06:14airlied: hanetzer: is that he overheating thing?
06:14airlied: if you thought it used to work, just boot an older distro from a livecd
06:14airlied: or install an older kernel
06:14airlied: and see, if you can't find a old stable point, it's likely the hw is actually broken
06:15hanetzer: no; pre-os (post/bios/boot menu/etc) I have no output over dp, so its purely hardware & firmware
06:15airlied: did it used to work pre-os?
06:16hanetzer: no, not with this gpu at least.
06:16hanetzer: current gpu is asrock rx 5700 xt taichi, prior was a rx480 and rx580
06:38ccr: hanetzer, perhaps a silly question, but have you checked that your CMOS battery is good?
06:39hanetzer: its keeping settings (again, I'm able to do stuff over hdmi) and its fairly close to brand new
06:39ccr: okay. just asked because I'm on Intel, but my ASUS uefi bios has a funny "feature" that if the CMOS battery is low/bad, it defaults to VGA output and does not initialize HDMI at all .. so only when OS initializes gfx, pictures appears on HDMI output.
06:40hanetzer: I could replace it, just on the off chance
06:40ccr: probably a long shot
06:41airlied: hanetzer: the bios not working might be related though
06:41airlied: if it works over hdmi
06:42airlied: " It didn't happen until several weeks ago, " pretty much means try a kernel that used to work from a serveral weeks ago
06:42airlied: or an old live iso
06:42airlied: and see if it still works
06:43hanetzer: no, "It didn't happen until I put in this gpu". Putting in the old one, works fine.
06:43airlied: ah okay that isn't clear from the issue
06:44hanetzer: could have sworn I said that. Sometimes I mix up whats in my mind and what I type/say :)

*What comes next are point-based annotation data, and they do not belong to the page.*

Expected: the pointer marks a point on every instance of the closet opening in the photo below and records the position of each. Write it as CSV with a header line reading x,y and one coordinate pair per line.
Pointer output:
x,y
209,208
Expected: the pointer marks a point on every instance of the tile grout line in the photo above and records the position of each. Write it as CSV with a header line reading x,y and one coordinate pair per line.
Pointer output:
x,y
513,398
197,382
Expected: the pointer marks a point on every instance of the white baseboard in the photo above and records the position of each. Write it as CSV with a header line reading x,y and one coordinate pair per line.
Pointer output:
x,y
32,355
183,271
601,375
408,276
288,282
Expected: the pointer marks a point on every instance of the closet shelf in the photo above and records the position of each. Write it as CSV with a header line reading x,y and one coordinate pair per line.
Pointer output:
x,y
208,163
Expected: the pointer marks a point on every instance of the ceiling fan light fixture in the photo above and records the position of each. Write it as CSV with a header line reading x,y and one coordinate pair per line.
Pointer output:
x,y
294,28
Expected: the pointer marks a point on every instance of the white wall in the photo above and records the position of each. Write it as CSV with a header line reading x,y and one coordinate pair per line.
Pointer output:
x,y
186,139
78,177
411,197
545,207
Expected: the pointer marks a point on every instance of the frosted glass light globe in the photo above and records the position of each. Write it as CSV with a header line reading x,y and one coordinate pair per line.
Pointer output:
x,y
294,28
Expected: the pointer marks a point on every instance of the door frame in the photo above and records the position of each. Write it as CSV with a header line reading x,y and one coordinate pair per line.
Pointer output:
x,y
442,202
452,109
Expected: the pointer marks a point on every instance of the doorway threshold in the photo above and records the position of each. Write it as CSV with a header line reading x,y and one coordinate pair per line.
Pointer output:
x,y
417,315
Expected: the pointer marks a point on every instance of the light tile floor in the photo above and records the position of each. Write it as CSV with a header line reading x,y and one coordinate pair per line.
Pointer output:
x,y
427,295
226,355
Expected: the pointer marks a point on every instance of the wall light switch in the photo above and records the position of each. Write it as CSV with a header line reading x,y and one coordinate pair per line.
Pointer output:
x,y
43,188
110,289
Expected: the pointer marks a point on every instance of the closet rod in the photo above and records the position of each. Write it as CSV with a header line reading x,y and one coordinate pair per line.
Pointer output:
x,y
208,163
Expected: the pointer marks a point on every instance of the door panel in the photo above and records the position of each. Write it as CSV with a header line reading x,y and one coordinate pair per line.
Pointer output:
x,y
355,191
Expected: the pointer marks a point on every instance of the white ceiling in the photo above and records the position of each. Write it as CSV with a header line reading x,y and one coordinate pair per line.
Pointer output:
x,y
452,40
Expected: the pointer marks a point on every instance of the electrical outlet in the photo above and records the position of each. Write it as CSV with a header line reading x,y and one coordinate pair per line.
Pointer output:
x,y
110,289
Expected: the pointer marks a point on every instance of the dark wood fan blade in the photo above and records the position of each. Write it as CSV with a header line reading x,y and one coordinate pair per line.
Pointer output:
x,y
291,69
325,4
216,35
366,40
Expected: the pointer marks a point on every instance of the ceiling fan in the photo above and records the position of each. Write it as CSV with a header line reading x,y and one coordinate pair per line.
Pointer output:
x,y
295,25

08:01tjaalton: looking at mesa CI it seems that i965/iris/anv isn't tested at all?
08:13glennk: hanetzer, what motherboard is it?
08:15hanetzer: uh, Asus ROG CROSSHAIR VII HERO (WI-FI)
08:15hanetzer: god I hate 'gaming motherboard' names
08:17hanetzer: also modern phone names suck too. 'OnePlus 7t Pro 5g McLaren' wtf is all this.
08:19glennk: heh, have the same one with a non-xt 5700
08:19hanetzer: what specific gpu do you have?
08:20glennk: a gigabyte reference one, not sure what the model name is
08:20hanetzer: would you mind dumping its vbios? :P
08:22hanetzer: https://andrealmeid.com/post/2020-05-01-vbios2/ << if ya don't. Interested in picking it apart and seeing what happens. I assume dp-out works for you pre-os?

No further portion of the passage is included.